The first comes from the experience of trying to save a friend from themselves. As anyone who’s tried to save someone would know: over and over again, you think – if only I could find the right words. Which seems to me very much like playing an interactive fiction game, and at every turn praying that you are choosing the right option, doing the right thing, coming up with the right words, triggering the right game mechanics that will keep them here just a bit longer. 

The second comes from Fanon’s critique on colonial psychiatry as well as this quote from Kurt Vonnegut: “Workers in the field of mental health at various times in different parts of the world must find themselves asked to make healthy people happier in cultures and societies which have gone insane.” The idea is mental unwellness, or even suicide, may be the rational response to an oppressive, hopeless, catastrophic world. 

 

Premise

In a cyberpunk-esque world where a viable future is dimmer by the day – ecological catastrophe, economic collapse, stratified inequality, authoritarian and militaristic governance – choosing the voluntary exit to life is increasingly seen as rational and even necessary for those who are not in the 1%. Drugs that painlessly bring about the end are widely circulated in black markets. So when your best friend, R, makes the decision shortly after her 21st birthday, everyone around takes the news in stride – everyone except you. You understand her choice. You know it is seen as acceptable, as reasonable. And yet, and yet – 

Player Role

You are S, a 20-year-old living in a post-apocalyptic society.

Player Goal

You want to save your best friend R from herself. You want to stop her from leaving.  

Player Conflict

You are in conflict with your best friend. She is so very adamant and convincing.
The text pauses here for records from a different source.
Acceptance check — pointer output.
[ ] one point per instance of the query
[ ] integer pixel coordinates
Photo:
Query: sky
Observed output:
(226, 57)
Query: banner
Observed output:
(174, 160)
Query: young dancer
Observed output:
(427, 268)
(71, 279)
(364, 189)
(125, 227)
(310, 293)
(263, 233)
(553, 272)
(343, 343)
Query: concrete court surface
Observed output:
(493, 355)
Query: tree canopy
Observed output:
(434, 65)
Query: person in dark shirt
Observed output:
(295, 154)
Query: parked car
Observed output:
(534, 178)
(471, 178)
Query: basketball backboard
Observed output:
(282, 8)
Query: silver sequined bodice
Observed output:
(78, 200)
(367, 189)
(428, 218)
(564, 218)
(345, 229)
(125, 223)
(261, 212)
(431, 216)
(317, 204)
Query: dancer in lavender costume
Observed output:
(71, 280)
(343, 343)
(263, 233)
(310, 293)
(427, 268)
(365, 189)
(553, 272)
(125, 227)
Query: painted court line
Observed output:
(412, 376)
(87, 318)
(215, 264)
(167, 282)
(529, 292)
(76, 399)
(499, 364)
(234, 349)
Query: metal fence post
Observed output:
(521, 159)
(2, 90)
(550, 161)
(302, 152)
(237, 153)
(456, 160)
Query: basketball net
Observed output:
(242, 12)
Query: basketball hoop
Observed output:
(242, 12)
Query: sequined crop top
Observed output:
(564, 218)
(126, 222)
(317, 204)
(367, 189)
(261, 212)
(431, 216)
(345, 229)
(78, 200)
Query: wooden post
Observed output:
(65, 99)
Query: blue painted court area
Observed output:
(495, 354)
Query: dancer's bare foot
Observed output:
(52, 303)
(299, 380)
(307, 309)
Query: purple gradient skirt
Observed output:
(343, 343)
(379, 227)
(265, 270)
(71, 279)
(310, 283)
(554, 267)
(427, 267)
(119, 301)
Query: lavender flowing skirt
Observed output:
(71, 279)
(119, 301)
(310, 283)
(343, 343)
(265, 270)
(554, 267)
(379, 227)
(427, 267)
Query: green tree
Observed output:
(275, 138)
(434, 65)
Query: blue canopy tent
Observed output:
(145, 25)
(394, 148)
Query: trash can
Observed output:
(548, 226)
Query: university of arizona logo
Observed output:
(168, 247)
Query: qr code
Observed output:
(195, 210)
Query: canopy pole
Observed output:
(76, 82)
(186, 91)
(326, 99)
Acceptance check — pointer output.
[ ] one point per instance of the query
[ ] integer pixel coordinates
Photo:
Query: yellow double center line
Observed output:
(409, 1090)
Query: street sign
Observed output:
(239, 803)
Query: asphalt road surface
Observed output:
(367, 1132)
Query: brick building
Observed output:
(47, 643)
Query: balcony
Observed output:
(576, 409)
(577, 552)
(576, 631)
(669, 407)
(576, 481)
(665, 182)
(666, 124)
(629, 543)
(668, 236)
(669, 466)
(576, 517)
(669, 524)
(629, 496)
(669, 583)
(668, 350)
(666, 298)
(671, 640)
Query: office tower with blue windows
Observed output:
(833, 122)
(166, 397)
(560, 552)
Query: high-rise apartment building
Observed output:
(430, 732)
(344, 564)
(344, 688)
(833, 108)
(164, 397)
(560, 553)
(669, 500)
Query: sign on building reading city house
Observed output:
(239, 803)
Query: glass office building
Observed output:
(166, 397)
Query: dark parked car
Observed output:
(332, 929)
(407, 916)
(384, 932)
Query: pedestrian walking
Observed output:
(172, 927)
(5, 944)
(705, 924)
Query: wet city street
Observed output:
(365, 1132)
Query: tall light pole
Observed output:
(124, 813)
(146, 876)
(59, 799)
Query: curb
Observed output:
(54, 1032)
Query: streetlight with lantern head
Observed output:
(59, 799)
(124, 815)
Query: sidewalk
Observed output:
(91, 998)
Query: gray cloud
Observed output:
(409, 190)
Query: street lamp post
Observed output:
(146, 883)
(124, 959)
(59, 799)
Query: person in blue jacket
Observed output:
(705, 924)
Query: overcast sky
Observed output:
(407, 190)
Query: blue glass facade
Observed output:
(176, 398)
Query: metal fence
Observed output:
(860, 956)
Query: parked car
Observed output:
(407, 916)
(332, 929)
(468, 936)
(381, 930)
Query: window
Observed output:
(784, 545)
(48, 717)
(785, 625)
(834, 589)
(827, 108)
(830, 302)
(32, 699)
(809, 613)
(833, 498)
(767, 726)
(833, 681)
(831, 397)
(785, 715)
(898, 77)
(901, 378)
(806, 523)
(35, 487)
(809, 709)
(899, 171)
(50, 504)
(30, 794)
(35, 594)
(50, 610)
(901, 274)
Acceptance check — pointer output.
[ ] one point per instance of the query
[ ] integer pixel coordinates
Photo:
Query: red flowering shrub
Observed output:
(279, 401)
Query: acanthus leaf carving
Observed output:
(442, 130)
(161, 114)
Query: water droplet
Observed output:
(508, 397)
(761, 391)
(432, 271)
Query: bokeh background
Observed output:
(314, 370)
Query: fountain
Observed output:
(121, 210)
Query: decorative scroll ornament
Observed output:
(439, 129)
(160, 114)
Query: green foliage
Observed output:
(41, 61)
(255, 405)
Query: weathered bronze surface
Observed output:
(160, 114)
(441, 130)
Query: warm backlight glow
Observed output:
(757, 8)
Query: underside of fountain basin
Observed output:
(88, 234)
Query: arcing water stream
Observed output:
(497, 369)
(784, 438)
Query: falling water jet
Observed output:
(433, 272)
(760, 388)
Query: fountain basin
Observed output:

You are struggling to find the reasons why she is wrong and you will need to persuade both her and yourself. 

Player Choices

You can choose what to say, what to do, and how to interact with both your friend and the people around you.

Player Actions

You can talk. You try to piece together the right words. You tell her stories to invoke nostalgia, you guilt-trip her, you gaslight her, you tell her you will never forgive her. 

You can take her places. You can try and plan trips, you can do the things you always do together. 

You can make her gifts, cook her meals, write her letters. 

You can gather information from other people in the world, although they will not join you in your quest.